1 Prof. DR. Said Ramadhan Al-Bouthy, Aljihad Fi Al-Islam, Daar al-Fikr Damascus, 1418 H/1997 M, h. 54-56.
2 Ibid, h. 58-59.
3 Ibid, 82-89.

PENUTUP
Apa yang terjadi saat sekarang ini, seperti adanya serangkaian teror dan pemboman, tidak dapat kita katakan sebagai cerminan dari jihad, sebab mereka belum melakukan langkah-langkah melalui proses untuk melakukan dakwah qitali. Kemudian jihad yang mereka lakukan tidak bertujuan dakwah, mereka belum memulai misinya dengan dakwah amar makruf dan nahi munkar. Kebanyakan tindakan itu tidak menarik simpati dari penganutnya sendiri apalagi dari non muslim.

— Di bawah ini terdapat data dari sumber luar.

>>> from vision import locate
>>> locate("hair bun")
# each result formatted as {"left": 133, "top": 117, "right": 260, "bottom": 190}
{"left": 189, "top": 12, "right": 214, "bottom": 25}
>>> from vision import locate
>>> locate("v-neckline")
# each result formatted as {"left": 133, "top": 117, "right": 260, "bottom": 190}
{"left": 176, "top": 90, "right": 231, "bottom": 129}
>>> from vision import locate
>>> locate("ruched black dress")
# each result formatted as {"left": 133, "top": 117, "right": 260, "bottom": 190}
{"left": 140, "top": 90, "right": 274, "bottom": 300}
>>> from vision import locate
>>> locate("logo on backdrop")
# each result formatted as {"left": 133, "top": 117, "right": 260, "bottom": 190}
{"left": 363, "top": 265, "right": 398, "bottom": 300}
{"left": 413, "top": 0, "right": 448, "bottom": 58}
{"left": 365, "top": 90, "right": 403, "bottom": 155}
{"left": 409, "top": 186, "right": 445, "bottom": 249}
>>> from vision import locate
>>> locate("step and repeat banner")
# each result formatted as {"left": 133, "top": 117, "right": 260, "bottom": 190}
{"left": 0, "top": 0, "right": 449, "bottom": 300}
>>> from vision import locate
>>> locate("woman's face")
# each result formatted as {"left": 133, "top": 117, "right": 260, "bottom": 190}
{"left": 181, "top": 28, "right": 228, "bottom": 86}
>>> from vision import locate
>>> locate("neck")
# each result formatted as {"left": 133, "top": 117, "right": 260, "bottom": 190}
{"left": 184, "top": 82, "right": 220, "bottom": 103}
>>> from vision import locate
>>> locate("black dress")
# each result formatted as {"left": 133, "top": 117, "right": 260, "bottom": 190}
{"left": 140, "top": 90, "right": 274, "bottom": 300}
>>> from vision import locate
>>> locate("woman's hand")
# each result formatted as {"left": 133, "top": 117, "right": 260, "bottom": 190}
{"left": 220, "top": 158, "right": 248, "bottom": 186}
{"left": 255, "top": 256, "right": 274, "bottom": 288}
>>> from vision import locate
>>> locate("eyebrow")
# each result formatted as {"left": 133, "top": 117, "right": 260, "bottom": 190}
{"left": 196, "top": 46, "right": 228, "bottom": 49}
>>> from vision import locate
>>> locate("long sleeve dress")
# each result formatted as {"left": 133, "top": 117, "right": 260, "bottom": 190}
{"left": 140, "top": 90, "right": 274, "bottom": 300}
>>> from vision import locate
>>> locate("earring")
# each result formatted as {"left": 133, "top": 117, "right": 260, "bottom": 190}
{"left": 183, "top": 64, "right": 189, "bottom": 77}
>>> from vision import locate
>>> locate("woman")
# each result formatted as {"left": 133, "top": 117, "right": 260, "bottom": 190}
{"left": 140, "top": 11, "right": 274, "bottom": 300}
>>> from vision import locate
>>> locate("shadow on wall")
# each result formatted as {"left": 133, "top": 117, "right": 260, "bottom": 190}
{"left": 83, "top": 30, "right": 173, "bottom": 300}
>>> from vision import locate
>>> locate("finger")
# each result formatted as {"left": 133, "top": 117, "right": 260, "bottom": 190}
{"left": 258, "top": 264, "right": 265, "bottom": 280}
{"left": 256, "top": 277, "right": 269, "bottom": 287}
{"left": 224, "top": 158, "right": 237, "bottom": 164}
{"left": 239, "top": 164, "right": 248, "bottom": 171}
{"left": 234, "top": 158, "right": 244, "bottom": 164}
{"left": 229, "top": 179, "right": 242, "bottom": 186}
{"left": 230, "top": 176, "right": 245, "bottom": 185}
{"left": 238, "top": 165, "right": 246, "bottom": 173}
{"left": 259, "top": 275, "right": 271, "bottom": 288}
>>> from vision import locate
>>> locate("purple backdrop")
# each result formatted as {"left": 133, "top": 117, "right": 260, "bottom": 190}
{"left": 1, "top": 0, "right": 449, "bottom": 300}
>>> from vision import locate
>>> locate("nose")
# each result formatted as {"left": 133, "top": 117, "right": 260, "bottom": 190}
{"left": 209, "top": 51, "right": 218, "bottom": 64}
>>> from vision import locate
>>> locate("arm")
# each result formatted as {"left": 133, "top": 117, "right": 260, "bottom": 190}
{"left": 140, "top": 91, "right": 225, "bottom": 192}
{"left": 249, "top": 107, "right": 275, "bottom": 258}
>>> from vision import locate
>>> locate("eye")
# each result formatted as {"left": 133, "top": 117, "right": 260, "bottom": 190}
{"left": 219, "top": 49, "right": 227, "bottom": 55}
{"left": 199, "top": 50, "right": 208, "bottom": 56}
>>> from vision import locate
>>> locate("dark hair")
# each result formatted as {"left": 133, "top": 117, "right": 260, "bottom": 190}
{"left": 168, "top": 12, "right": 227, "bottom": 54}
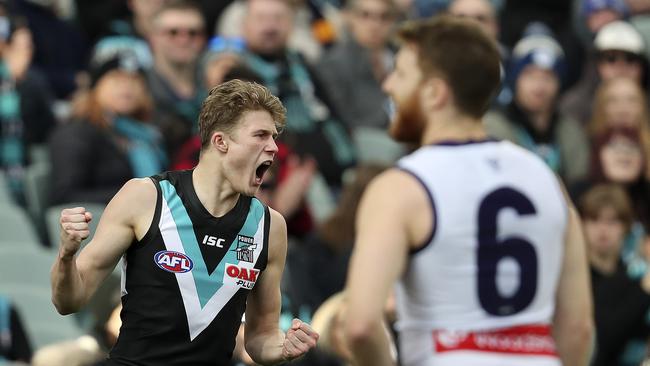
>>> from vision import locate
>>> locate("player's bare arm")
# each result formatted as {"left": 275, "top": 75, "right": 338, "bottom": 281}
{"left": 344, "top": 169, "right": 432, "bottom": 366}
{"left": 51, "top": 178, "right": 157, "bottom": 314}
{"left": 244, "top": 208, "right": 318, "bottom": 365}
{"left": 553, "top": 192, "right": 594, "bottom": 366}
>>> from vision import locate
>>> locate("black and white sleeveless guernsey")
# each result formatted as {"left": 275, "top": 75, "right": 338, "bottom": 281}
{"left": 107, "top": 169, "right": 270, "bottom": 366}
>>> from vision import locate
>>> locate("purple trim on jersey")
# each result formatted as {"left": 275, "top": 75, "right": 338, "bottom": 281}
{"left": 428, "top": 137, "right": 499, "bottom": 147}
{"left": 397, "top": 167, "right": 437, "bottom": 255}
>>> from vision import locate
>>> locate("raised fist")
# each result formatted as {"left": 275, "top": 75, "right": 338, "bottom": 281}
{"left": 59, "top": 207, "right": 93, "bottom": 259}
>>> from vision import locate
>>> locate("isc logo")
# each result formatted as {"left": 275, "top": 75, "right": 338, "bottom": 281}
{"left": 154, "top": 251, "right": 193, "bottom": 273}
{"left": 202, "top": 235, "right": 226, "bottom": 248}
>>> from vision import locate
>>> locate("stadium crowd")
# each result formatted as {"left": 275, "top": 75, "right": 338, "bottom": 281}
{"left": 0, "top": 0, "right": 649, "bottom": 365}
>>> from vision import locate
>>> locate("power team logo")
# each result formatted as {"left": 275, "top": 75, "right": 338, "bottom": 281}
{"left": 154, "top": 250, "right": 194, "bottom": 273}
{"left": 235, "top": 235, "right": 256, "bottom": 263}
{"left": 226, "top": 264, "right": 260, "bottom": 290}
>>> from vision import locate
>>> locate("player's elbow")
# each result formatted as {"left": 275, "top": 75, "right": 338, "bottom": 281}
{"left": 51, "top": 293, "right": 84, "bottom": 315}
{"left": 344, "top": 318, "right": 381, "bottom": 347}
{"left": 555, "top": 314, "right": 594, "bottom": 356}
{"left": 52, "top": 298, "right": 78, "bottom": 315}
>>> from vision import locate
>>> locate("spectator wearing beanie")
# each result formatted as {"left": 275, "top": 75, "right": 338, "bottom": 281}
{"left": 485, "top": 24, "right": 590, "bottom": 185}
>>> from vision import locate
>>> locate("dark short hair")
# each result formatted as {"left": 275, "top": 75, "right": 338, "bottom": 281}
{"left": 397, "top": 15, "right": 501, "bottom": 118}
{"left": 580, "top": 184, "right": 634, "bottom": 232}
{"left": 198, "top": 80, "right": 286, "bottom": 150}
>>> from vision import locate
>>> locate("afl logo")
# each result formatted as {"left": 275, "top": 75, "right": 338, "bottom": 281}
{"left": 154, "top": 251, "right": 193, "bottom": 273}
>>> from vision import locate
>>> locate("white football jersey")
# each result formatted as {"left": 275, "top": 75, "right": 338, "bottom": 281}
{"left": 395, "top": 140, "right": 567, "bottom": 366}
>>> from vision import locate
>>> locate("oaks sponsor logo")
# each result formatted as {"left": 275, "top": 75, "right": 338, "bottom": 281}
{"left": 226, "top": 264, "right": 260, "bottom": 290}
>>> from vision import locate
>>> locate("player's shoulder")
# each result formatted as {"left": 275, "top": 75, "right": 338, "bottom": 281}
{"left": 363, "top": 168, "right": 430, "bottom": 210}
{"left": 120, "top": 177, "right": 157, "bottom": 197}
{"left": 112, "top": 178, "right": 158, "bottom": 212}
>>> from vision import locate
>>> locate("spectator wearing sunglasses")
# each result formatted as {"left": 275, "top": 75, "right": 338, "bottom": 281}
{"left": 561, "top": 20, "right": 648, "bottom": 125}
{"left": 145, "top": 0, "right": 207, "bottom": 159}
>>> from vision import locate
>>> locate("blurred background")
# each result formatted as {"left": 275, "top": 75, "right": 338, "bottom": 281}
{"left": 0, "top": 0, "right": 649, "bottom": 365}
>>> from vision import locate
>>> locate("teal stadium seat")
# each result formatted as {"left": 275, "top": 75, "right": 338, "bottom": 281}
{"left": 0, "top": 247, "right": 85, "bottom": 348}
{"left": 0, "top": 207, "right": 40, "bottom": 244}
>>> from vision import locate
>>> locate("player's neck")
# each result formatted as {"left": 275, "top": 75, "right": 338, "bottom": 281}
{"left": 421, "top": 113, "right": 487, "bottom": 145}
{"left": 192, "top": 163, "right": 240, "bottom": 218}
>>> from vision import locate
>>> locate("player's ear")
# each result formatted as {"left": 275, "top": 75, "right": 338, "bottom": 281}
{"left": 422, "top": 77, "right": 449, "bottom": 110}
{"left": 211, "top": 132, "right": 228, "bottom": 153}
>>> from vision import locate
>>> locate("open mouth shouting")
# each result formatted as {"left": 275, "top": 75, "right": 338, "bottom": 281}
{"left": 254, "top": 160, "right": 273, "bottom": 185}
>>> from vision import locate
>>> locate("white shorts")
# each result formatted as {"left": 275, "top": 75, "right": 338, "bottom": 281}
{"left": 399, "top": 324, "right": 562, "bottom": 366}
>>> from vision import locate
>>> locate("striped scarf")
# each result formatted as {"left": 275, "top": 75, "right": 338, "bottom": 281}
{"left": 0, "top": 62, "right": 24, "bottom": 203}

Tidak ada dikalangan ulama Islam yang menghapuskan jihad, termasuk jihad qitali (perang), namun yang berbeda ada pada tataran proses dan alasan apa yang dijadikan sebagai pijakaan perang, pada akhirnya ada tiga kesimpulan yang dijadikan alasan untuk berperang yaitu : Pertama; Atas dasar kekaafiran, tentu pemahaman ini sangat radikal dan kejam, apalagi jika perang dan pembunuhan dilakukan atas dasar perbedaan paham yang tidak prinsipil, atau karena perebutan kekuasaan karena perbedaan idiologi, pemberlakun perang atas dasar kekafiran semata, sangat bertentangan dengan konsep Alquran, Sunnah Nabi dan sejarah para khulafa.
Kedua; Perang dilakukan karena ada serangan, atau penzaliman dari pihak luar yang ingin merongrong kedaulatan suatu negara. Inilah seharusnya yang menjadi pijakan untuk melegalkan perang dengan senjata, sebagaimana tercantum dalam berbagai firman Allah Swt dalam Al-Quranul Karim.
Ketiga; Pengobaran perang adalah keputusan paling akhir, dan bisa dilakukan oleh penguasa tertinggi dalam sebuah Negara berdaulat. Seharusnya jihad dilakukan secara bertahap, sebagaimana Rasulullah saw telah melakukannya dengan cara bertahap, Beliau sadar betul kapan saatnya lemah dan kapan saatnya telah kuat. Kesadaran ini terkadang yang tidak ada pada sekelompok umat Islam.
Agar umat Islam memperoleh kedudukan di panggung dunia Internasional, ada jihad yang harus dicapai umat Islam, yaitu: Merebut kembali kepemimpinan dunia, untuk merebut itu ada sembilan tahapan yang harus di lakukan, kita kutip dari kitab Madza Khosirol Alam Bi inhithathil Muslimin (Bagaimana dunia merugi karena jatuhnya “kepemimpinan” Islam?) :
1.    Menyadari kembali betapa penting dan strategisnya negara-negara Arab,
2.    Menjadikan sosok Nabi Muhammad saw sebagai spirit perjuangan, dan tidak menjadikan negara-negara Barat sebagai idola,
3.    Menjadikan kekuatan iman sebagai kekuatan yang tidak ada pilihan lain, dalam semua aspek kehidupan didasari keimanan,
4.    Membangun generasi muda dengan betapa pentingya pengorbanan,
5.    Menguasai seni bela diri, menguasai alat perang dan kemiliteran,
6.    Mengkikis semua rasa mementingkan diri sendiri,
7.    Membangun rasa peka terhadap situasi di kalangan umat,
8.    Memerdekakan diri “negara-negara Arab dan Islam” dari ketergantungan baik dalam dagang dan hasil-hasil negaranya,
9.    Harapan dan optimisme penduduk dunia Islam  kembali kepada negara-negara Arab, untuk menunjukkan eksistensi mereka dikancah dunia.4



4 Syeikh Abul Hasan Ali al-Hasaniy al-Nadwiy, Madza Khosirol Alam Bi inhithathil Muslimin, al-Majma’ al-Islamiy al-Ilmiy, Nadwatul Ulama Lucknow India, 1415 H / 1994 M, h. 249-264.